What is the best restaurant in Jeju?
For 2026, our editorial pick is Yong Fu Jeju. Editorial runners-up: Donsadon Jeju, Noknamu Grand Hyatt Jeju, Sushi Hoshikai Jeju, Dombedon Jeju.
Where should I eat in Jeju tonight?
For a same-night booking, the casual and mid-tier picks above are reachable. Dombedon Jeju typically takes walk-ins; Sushi Hoshikai Jeju accepts day-of reservations. Splurge picks (Yong Fu Jeju, Donsadon Jeju) need 3–5 weeks notice.
How much does dinner cost in Jeju?
Splurge picks (Yong Fu Jeju, Donsadon Jeju): $200–$400 per person without wine — full tasting menus. Mid-tier rooms $80–$140. Casual but excellent Jeju neighborhood spots: $40–$70.
What is the most expensive restaurant in Jeju?
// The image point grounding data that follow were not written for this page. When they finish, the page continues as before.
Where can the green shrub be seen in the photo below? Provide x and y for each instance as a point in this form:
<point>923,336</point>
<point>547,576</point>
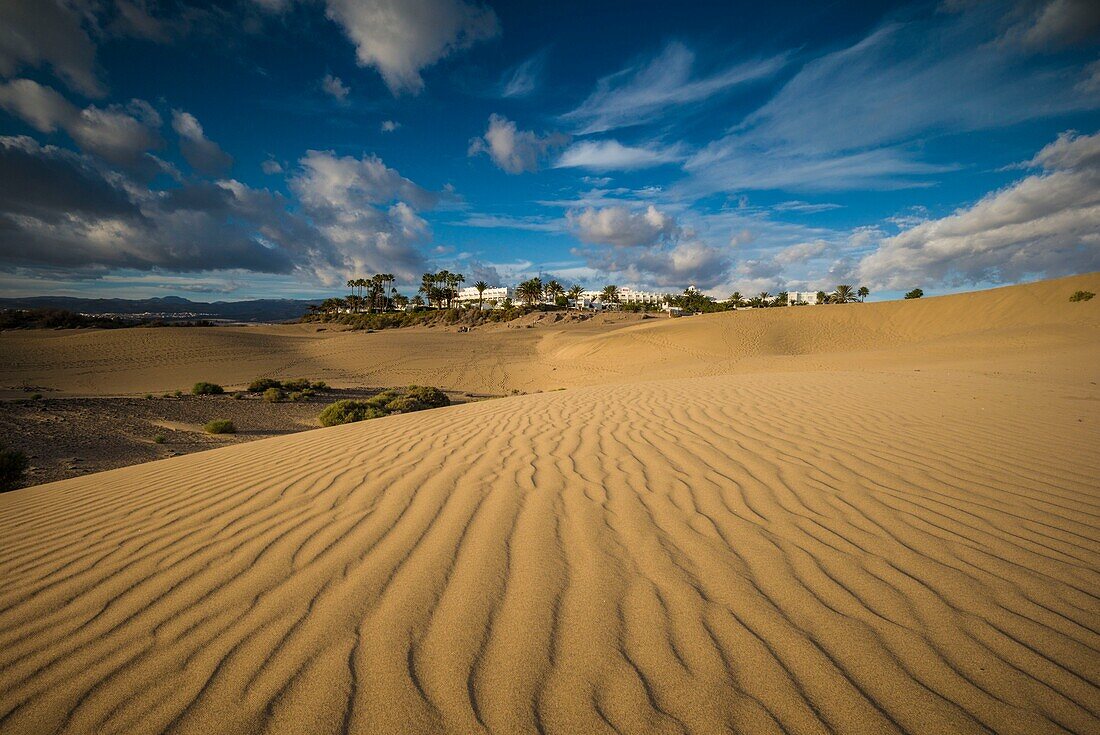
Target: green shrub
<point>297,384</point>
<point>347,412</point>
<point>432,397</point>
<point>220,426</point>
<point>12,465</point>
<point>262,384</point>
Yong Fu Jeju sits at the top — full tasting menu with wine pairings runs $400+ per person. Other splurge-tier rooms (Donsadon Jeju, Noknamu Grand Hyatt Jeju) cluster at $250–$350.
Which Jeju restaurants have Michelin stars?
The top of our Jeju list anchors with internationally-recognized rooms. Yong Fu Jeju, Donsadon Jeju and Noknamu Grand Hyatt Jeju are the rooms most frequently cited in Michelin and World's 50 Best.
Do I need a reservation for restaurants in Jeju?
Splurge tier: 3–6 weeks notice. Mid-tier: 1–2 weeks. Casual rooms in Jeju take walk-ins early evening (5:30–6:30pm) and last-minute cancellations open regularly via OpenTable / Resy.
What's the best neighborhood for restaurants in Jeju?
Jeju's strongest dining clusters around the central business district and high-end residential quarters — that's where the splurge picks (Yong Fu Jeju, Donsadon Jeju) sit. Casual options spread further across the city.
Where do locals eat in Jeju?
The casual and mid-tier picks above are local-frequented — fewer tourists, better pricing, and the rooms where Jeju-based diners have weekly tables. Splurge picks attract a mix of locals and international visitors.